There were no significant differences detected in the homozygous mutant mice when compared with age- and gender-matched wild-type control mice.

Body weights and body lengths were measured for mice at 49, 90, 180, and 300 days of age. The data are compiled from the N0F2 and N1F2 generations.

49 Day Cohort Mouse ID numbers are as follows:
6 homozygous mutant females (208189, 208191, 208197, 208198, 267417, 273514)
7 homozygous mutant males (231776, 231777, 231779, 247064, 255626, 287341, 287342)
6 wild-type control females (208169, 208170, 208190, 208192, 273513, 273515)
4 wild-type control males (208199, 208201, 208202, 219273)

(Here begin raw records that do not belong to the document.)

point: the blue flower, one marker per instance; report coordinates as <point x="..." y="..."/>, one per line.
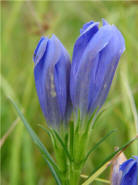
<point x="129" y="172"/>
<point x="95" y="58"/>
<point x="52" y="73"/>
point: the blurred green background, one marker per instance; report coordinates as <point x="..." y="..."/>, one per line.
<point x="23" y="23"/>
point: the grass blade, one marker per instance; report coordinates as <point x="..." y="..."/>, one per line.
<point x="97" y="144"/>
<point x="39" y="144"/>
<point x="96" y="172"/>
<point x="62" y="144"/>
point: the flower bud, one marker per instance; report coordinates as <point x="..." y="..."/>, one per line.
<point x="52" y="73"/>
<point x="95" y="58"/>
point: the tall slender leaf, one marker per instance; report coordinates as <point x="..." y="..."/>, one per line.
<point x="43" y="150"/>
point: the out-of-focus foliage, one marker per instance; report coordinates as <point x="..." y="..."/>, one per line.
<point x="22" y="24"/>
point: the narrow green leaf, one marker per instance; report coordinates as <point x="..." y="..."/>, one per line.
<point x="97" y="144"/>
<point x="71" y="137"/>
<point x="62" y="144"/>
<point x="43" y="150"/>
<point x="96" y="172"/>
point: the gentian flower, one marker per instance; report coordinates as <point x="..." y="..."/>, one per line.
<point x="52" y="72"/>
<point x="95" y="58"/>
<point x="129" y="172"/>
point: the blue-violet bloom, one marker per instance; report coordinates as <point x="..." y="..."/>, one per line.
<point x="129" y="172"/>
<point x="52" y="73"/>
<point x="95" y="58"/>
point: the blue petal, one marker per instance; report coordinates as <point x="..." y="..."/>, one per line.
<point x="47" y="83"/>
<point x="86" y="26"/>
<point x="107" y="64"/>
<point x="86" y="65"/>
<point x="104" y="22"/>
<point x="129" y="172"/>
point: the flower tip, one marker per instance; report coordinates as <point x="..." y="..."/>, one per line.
<point x="104" y="22"/>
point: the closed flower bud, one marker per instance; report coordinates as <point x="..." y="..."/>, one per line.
<point x="95" y="58"/>
<point x="129" y="172"/>
<point x="52" y="73"/>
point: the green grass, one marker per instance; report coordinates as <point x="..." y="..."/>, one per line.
<point x="23" y="24"/>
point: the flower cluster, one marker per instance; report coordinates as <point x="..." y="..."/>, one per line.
<point x="84" y="84"/>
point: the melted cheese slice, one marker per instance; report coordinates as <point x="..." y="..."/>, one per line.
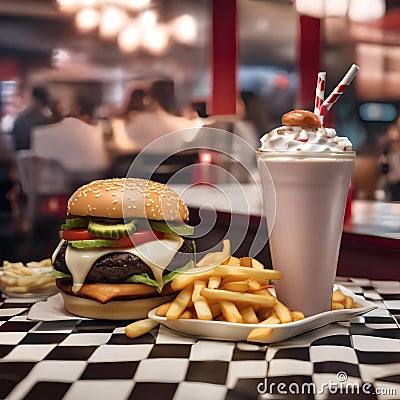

90 Day Cohort Mouse ID numbers are as follows:
10 homozygous mutant females (208189, 208191, 208197, 208198, 239063, 239089, 267417, 273514, 277146, 277149)
6 homozygous mutant males (231776, 231777, 231779, 255626, 287341, 287342)
6 wild-type control females (208169, 208170, 208190, 208192, 273513, 273515)
4 wild-type control males (208199, 208201, 208202, 219273)

Body Weight and Length Findings:

Differences in body length and body weight were present between individual mice. The variability between mice usually fell within our historical reference ranges and was not correlated with genotype.

Gene 1406
Home Cage Observation

Changes related to genotype at 121-149 days:  

• General appearance: Seizure-like behavior, mainly homozygous females 
• Body shape: Hunched posture, mainly homozygous females 
• Movement: Lack of coordination, abnormal gait, and/or tremors, mainly homozygous females 
• Respiration: Tachypnea, mainly homozygous females 

Home cage observations were collected by animal care personnel over the lifetime of the animals.  The observables were similar to those found in the physical examination.

The following mice had home cage observations:

124-144 Day Cohort Mouse ID numbers are as follows:
14 homozygous mutant females (208179, 208180, 208181, 208189, 208191, 208197, 208198, 218984, 218985, 219246, 219250, 287346, 287347, 291150)
3 homozygous mutant males (231779, 287341, 287342)

When compared to age- and gender-matched wild-type control mice, the homozygous mutant mice, mainly females, had a combination of one or more of the following findings: seizure like behavior, hunched posture, lack of coordination, abnormal gait, tremors, and/or tachypnea. The findings correlated with those at physical examination.

There were no other genotype-related or biologically significant differences noted between mutant and wild-type control mice for any of the parameters evaluated during home cage observations.